Panel of modern servers in the data center. Source: Shutterstock

China and US are now in a battle over big data

There have been multiple rounds in the US-China trade and tech standoff – but the true tussle is over who is going to control today’s most valuable resource, big data.

This month, restrictions placed on some of China’s biggest tech firms by the Trump administration is finally set to take effect. TikTok, WeChat, and Huawei are just some of the big names that are set to lose whatever foothold they had gained in the US over the years.

Even more tech firms could be in danger of being shut out of their biggest foreign market. The US government is compounding trade bans by embarking on a ‘Clean Network’ initiative. The move is touted by the Trump administration as “guarding our citizens’ privacy and our companies’ most sensitive information from aggressive intrusions by malign actors, such as the Chinese Communist Party,” according to a statement released by the US State Department.

Protectionism, trade war or tariff war, Washington vs Beijing, financial concept : US dollar and Chinese yuan with two presidents confront each other, depicts retaliation on imports and exports tariff

Locked in a war, and now it’s about data. Source: Shutterstock

The primary aim of the Clean Network roadmap is to safeguard American digital assets like big data from falling into the hands of malicious actors. This is coming on top of the spying and data-sharing allegations that companies like ByteDance’s TikTok and Huawei’s telecommunications businesses have been accused of sharing with the Chinese government.

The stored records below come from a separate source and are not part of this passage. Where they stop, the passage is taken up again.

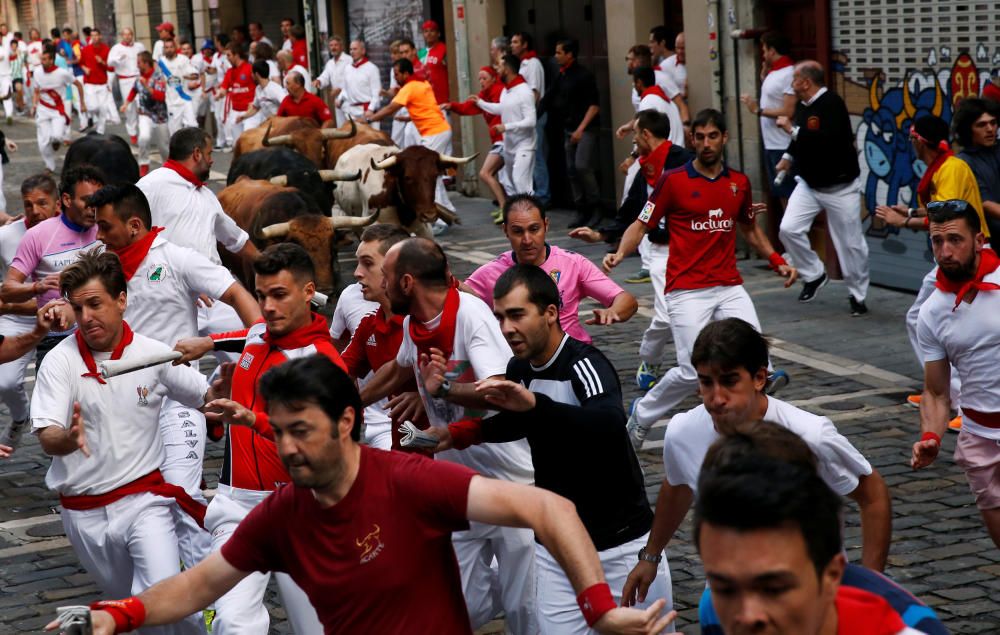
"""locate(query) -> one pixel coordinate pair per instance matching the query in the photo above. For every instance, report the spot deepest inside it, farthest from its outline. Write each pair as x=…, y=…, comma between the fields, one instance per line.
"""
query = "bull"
x=274, y=213
x=110, y=153
x=399, y=184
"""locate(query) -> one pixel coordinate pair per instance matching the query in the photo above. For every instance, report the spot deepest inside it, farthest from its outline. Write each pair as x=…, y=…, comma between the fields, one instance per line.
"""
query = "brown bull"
x=271, y=213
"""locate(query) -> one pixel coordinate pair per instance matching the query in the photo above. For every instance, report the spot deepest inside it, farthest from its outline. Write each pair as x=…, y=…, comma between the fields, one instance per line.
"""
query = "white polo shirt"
x=691, y=433
x=121, y=417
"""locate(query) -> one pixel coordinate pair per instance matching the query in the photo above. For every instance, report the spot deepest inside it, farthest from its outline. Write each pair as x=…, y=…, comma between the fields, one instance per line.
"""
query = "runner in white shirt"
x=449, y=318
x=164, y=282
x=52, y=117
x=362, y=84
x=517, y=115
x=730, y=357
x=332, y=76
x=104, y=441
x=123, y=58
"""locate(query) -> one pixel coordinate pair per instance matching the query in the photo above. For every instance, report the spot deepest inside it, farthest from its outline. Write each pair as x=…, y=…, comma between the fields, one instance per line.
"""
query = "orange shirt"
x=418, y=99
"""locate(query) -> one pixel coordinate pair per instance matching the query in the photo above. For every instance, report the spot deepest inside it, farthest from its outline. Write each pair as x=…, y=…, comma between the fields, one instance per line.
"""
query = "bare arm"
x=872, y=497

Protecting these big data assets have become a primary focus of both governments, and they are affecting the business capacities of not just their two local economies, but also countless smaller businesses across many nations that are connected by the vast economic pressure that the US-China axis exerts on their local ecosystems.

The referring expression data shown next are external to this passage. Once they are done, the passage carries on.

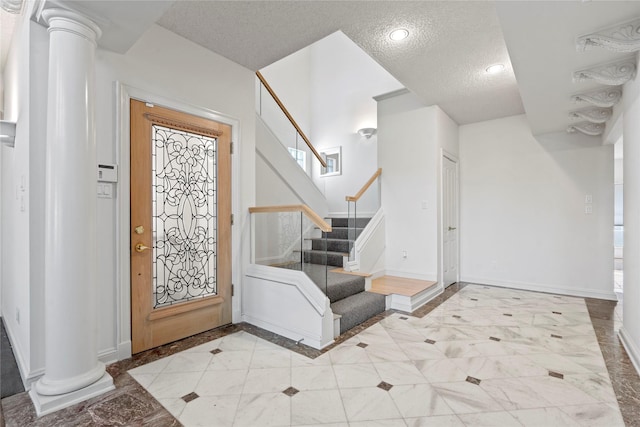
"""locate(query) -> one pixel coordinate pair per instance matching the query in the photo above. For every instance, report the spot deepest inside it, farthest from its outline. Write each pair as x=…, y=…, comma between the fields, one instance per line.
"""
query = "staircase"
x=346, y=292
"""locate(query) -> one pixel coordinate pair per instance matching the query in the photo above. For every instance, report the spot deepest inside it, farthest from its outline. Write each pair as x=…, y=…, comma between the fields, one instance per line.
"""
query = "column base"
x=47, y=404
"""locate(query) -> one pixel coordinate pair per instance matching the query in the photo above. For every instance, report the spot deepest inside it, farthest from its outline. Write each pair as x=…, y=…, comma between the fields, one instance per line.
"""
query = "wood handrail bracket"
x=364, y=187
x=314, y=217
x=293, y=122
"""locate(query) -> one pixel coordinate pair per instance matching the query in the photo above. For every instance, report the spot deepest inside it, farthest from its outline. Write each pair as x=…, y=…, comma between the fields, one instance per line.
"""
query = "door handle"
x=141, y=248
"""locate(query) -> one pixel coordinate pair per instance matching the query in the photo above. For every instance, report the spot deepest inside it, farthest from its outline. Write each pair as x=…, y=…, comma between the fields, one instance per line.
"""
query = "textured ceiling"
x=541, y=37
x=442, y=62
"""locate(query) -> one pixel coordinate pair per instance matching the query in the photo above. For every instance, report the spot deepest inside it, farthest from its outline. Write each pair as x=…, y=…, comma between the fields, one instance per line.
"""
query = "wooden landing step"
x=404, y=294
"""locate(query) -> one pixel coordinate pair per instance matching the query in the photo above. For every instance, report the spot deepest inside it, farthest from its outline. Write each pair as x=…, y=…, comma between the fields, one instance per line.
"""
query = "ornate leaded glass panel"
x=184, y=215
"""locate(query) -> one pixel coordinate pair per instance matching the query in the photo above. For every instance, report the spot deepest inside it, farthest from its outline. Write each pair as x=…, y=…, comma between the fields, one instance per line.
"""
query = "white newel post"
x=73, y=372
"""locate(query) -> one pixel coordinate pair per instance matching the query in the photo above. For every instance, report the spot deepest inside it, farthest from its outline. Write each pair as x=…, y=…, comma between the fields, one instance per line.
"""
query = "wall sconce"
x=7, y=132
x=367, y=132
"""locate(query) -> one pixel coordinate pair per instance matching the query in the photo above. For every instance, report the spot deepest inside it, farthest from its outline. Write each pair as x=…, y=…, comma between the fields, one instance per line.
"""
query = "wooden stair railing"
x=309, y=213
x=290, y=118
x=365, y=187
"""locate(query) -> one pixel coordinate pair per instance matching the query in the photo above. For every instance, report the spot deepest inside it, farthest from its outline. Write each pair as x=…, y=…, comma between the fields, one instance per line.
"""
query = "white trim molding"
x=612, y=74
x=618, y=38
x=632, y=350
x=592, y=114
x=603, y=97
x=587, y=128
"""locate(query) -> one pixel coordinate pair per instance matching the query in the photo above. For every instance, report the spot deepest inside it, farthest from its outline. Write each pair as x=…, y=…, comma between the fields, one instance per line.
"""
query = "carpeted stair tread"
x=322, y=252
x=345, y=222
x=358, y=308
x=339, y=286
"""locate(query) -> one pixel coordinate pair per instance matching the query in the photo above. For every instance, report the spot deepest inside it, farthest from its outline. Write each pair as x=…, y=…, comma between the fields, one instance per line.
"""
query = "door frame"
x=444, y=154
x=124, y=94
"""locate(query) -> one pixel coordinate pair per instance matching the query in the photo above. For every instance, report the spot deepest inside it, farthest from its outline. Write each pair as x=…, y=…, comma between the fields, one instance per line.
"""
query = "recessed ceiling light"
x=495, y=69
x=399, y=34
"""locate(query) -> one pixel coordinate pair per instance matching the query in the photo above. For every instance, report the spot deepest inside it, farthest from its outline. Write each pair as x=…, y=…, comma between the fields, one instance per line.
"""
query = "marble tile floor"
x=538, y=366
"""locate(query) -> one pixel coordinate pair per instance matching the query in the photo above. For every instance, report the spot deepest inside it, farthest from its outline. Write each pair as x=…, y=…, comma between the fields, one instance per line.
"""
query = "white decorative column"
x=73, y=372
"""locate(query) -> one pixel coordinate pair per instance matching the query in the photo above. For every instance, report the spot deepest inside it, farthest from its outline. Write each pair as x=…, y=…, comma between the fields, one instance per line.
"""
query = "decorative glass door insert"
x=180, y=225
x=184, y=215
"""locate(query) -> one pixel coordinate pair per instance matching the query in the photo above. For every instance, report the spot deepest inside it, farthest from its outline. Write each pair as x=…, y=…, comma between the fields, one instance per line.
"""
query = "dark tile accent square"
x=189, y=397
x=556, y=375
x=385, y=386
x=473, y=380
x=291, y=391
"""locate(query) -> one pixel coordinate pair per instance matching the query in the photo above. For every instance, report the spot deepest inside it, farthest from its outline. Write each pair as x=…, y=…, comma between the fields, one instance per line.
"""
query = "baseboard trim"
x=292, y=334
x=536, y=287
x=28, y=377
x=632, y=350
x=124, y=350
x=47, y=404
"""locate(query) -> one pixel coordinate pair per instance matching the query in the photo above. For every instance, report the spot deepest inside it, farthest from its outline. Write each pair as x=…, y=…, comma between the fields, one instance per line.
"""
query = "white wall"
x=23, y=195
x=522, y=217
x=630, y=331
x=344, y=81
x=410, y=139
x=161, y=64
x=328, y=88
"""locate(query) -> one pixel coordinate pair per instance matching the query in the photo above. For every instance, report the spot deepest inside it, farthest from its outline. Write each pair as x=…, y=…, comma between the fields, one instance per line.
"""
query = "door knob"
x=141, y=248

Manufacturing behemoth China might cease supplying to other US allies, supply chains can be thrown into disarray or cut off entirely, and the lack of an open ecosystem in which to do business with the two biggest producers of technology could have long-lasting effects for a good many organizations.

Visitors at the China Big Data Expo back in 2018

Visitors at the China Big Data Expo back in 2018. Source: AFP

Just look at China’s semiconductor manufacturing industry. It represents a fraction of the global semiconductor trade dominated by Korean and US firms. But news that China’s largest chipmaker could be added to a US blacklist, which accounts for as much as 50% of its business, sent the firm’s stock price spiraling this week.

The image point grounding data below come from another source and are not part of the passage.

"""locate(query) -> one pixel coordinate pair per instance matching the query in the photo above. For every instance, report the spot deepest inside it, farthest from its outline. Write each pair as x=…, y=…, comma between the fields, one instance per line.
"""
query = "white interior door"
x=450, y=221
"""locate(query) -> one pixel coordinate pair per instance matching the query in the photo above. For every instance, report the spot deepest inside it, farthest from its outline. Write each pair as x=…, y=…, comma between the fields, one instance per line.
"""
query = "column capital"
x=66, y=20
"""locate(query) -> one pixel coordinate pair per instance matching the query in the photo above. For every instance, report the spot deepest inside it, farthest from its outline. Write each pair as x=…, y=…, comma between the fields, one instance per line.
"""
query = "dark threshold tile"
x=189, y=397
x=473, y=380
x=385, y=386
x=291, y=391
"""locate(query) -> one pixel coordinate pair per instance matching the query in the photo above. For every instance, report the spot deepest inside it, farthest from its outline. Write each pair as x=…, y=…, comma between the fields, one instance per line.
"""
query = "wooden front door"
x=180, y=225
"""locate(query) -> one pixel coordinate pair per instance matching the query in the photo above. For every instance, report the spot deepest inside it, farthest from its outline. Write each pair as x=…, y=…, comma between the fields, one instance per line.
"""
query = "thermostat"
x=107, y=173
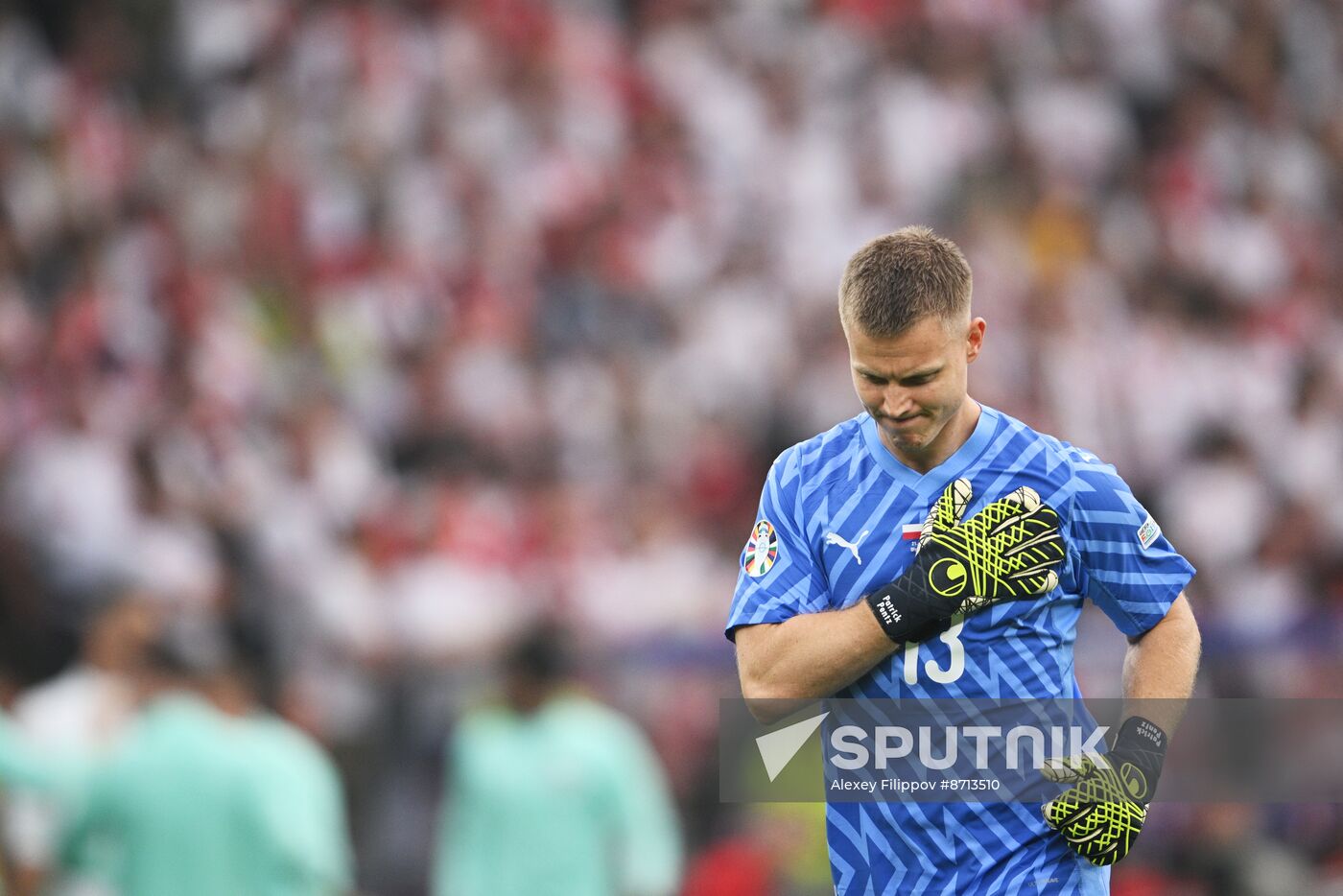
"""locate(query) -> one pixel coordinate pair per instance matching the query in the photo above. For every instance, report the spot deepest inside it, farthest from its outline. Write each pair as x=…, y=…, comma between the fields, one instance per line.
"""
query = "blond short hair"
x=900, y=278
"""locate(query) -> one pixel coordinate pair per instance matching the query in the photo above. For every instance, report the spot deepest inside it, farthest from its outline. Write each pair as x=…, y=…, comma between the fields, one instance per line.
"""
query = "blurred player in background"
x=204, y=801
x=297, y=790
x=829, y=542
x=554, y=794
x=81, y=711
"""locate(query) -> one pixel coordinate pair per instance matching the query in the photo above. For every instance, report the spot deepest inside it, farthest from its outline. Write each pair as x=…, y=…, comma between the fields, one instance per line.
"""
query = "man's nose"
x=896, y=402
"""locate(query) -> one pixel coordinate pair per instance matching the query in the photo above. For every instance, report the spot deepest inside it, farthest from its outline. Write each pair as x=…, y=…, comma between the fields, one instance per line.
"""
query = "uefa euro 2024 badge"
x=762, y=550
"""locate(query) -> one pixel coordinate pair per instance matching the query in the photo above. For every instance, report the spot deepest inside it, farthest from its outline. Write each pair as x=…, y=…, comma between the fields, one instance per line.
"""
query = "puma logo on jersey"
x=832, y=537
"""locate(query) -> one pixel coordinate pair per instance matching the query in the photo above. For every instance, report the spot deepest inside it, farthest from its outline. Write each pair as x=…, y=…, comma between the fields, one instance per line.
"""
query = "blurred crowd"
x=378, y=331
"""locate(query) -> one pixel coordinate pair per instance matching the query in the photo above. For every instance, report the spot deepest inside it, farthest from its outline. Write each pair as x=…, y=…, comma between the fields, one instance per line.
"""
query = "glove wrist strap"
x=1142, y=743
x=904, y=620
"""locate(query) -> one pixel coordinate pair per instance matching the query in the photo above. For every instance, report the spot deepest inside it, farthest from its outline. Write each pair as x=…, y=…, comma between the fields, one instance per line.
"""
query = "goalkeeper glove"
x=1101, y=814
x=1006, y=551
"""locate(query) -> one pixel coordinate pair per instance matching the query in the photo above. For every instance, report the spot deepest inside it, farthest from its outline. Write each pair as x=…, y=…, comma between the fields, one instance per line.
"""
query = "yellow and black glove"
x=1006, y=551
x=1107, y=806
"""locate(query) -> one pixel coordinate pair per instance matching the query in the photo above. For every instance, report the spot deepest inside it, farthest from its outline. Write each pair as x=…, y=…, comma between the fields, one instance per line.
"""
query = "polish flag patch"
x=910, y=533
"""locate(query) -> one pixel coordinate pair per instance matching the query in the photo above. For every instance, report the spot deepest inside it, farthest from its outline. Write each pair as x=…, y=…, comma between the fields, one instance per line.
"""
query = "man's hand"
x=1007, y=551
x=1107, y=806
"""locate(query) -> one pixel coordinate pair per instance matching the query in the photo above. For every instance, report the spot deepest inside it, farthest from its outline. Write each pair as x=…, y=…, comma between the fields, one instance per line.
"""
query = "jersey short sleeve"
x=779, y=576
x=1128, y=569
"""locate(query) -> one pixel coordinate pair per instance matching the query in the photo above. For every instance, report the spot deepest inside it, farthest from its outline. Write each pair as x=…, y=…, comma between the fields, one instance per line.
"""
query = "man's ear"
x=976, y=339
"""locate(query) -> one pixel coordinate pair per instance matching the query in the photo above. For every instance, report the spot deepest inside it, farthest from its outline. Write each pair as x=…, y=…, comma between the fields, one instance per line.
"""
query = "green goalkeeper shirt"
x=199, y=802
x=568, y=801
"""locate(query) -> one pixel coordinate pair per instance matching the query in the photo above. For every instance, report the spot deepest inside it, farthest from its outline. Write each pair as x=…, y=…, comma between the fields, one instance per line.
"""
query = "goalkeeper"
x=1014, y=532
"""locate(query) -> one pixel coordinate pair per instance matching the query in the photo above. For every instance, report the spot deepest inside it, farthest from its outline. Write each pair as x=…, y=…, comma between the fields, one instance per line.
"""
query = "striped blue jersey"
x=838, y=519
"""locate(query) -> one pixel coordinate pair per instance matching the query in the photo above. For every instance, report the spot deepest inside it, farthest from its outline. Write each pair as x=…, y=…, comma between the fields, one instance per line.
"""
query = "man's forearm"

Earlier iterations of the trade embargo prevented Google from continuing its profitable operating system deal with Huawei, and this has heavily impacted the viability of Huawei’s once-thriving smartphone unit. More than a third of global smartphone sales originate from just three Chinese handset makers: Huawei, Xiaomi, and Oppo. Could the other two join Huawei on the blacklist soon, unable to leverage Google’s open OS ecosystem?

While TikTok and WeChat strenuously deny the state data-sharing charges, a report by the Australian Strategic Policy Institute says that the popular Chinese social media platforms routinely censor content from sources considered sensitive to the Communist Party.

Content cited includes posts on protest movements like Black Lives Matter, the pro-democracy protests in Hong Kong, and messages from the US and UK embassies regarding Beijing protests around a new national security law. TikTok also allegedly muted certain LGBTQ hashtags and content sensitive to the US elections coming up in November.

For users in China, not being able to access content from the West is nothing new. China has maintained a closed internet behind the Great Firewall that restricts services like Twitter, Youtube, and Google.

When reports of the five-pronged Clean Network to restrict access to sensitive US data emerged, Beijing pushed back by unveiling its own eight-part big “data security initiative” which covers, among other things, China’s handling of user data.

The new “initiative” states that Chinese companies will not be asked to transmit international user data to the government, wherever it breaches the regulations of other countries. China also calls on state actors to oppose mass surveillance against other states and to refrain from installing backdoors in their tech products, which can be accessed for illegal big data gathering – all charges which have been leveled at Beijing in the past.

In announcing the new data initiative, Chinese State Councilor and Foreign Minister Wang Yi took a hilarious dig at the Trump administration’s Clean Network.

“A certain country keeps making groundless accusations against others in the name of a ‘clean’ network and uses security as a pretext to prey on enterprises of other countries that have a competitive edge. Such blatant acts of bullying must be opposed and rejected,” said the official without naming the country.

Alibaba’s supremo Jack Ma once said that data is like the new gold. The policies of both governments might aim to shore up their own access to valuable big data, but the ensuing standoff could have far-reaching implications for businesses and governments the world over.